The Charleston Tea Plantation on Wadmalaw Island is the only tea plantation in the United States. Charleston's sandy soil, high average temperature, high humidity, and high rainfall are ideal tea-growing conditions. The farm dates back to 1963, but the plants themselves are descendants of ones from a tea farm started in 1888 in Summerville.
The crops resemble manicured hedges because of the way the leaves are harvested - they are trimmed off the top, just as hedges are trimmed. Several trimmings are made each season.
There are two tours offered - one is a trip around the grounds in a trolley for a fee (at $10 it's a bit steep, but I think it's worth it, as you see all the grounds as well as learn a lot about the history and operations); the other is a free tour of the processing facility, where you see the machinery used and watch videos along the way detailing the process. One interesting thing I learned that I did not know is there is only one species of plant (Camellia Sinensis) used for tea; all variations (green, black, oolong, orange pekoe, etc.) are based upon processing methods and gradings, such as oxidation time.

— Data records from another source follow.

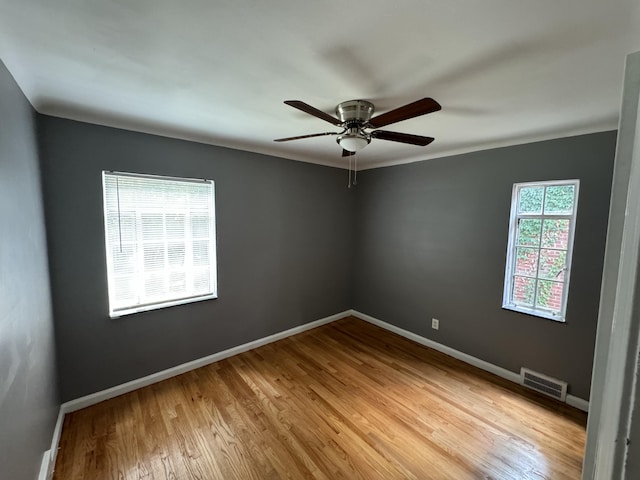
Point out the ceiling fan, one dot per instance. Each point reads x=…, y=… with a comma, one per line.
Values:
x=354, y=117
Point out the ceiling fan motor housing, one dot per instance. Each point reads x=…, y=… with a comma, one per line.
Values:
x=354, y=111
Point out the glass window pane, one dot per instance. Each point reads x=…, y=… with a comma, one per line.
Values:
x=530, y=200
x=552, y=264
x=529, y=232
x=555, y=233
x=523, y=290
x=549, y=295
x=559, y=199
x=526, y=261
x=160, y=242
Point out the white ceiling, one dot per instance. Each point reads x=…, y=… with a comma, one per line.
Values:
x=504, y=71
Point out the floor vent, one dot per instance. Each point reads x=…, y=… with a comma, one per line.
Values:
x=543, y=384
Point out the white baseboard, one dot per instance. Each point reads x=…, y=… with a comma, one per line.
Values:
x=112, y=392
x=576, y=402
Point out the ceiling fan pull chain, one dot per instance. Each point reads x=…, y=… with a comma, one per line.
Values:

Their custom-built harvester, the only machine like it in the world.
I saw several garden spiders on this trip; this guy was hanging out at the plantation waiting for his afternoon cup of tea; you can see the harvester in the background.
From there I headed back up the island toward Charleston and stopped to visit the oldest tree on the east coast, the Angel Oak, a live oak believed to be around 1500 years old. It is mindblowingly massive!
I then headed out to Folly Island, which was seriously crowded due to a regional surfing competition. I made my way through the crowds to the quiet north end of the island to see the Morris Island Lighthouse. It was completed in 1876 and once stood on Folly Island, but erosion has led to its isolation. Look to its right and you'll see in the distance the Sullivans Island Lighthouse (with its light flashing) that I visited back in April.
And, what would a roadtrip be without a good meal? You may be familiar with Maurice's barbecue empire in the Columbia area - well, his brother runs his own barbecue restaurant in Charleston, called Bessinger's; it's on Highway 17 near the western terminus of I-526. It was some mighty fine barbecue ... better than his brother's. I'd make a trip back just to eat there. It was the perfect way to end a great day of adventuring.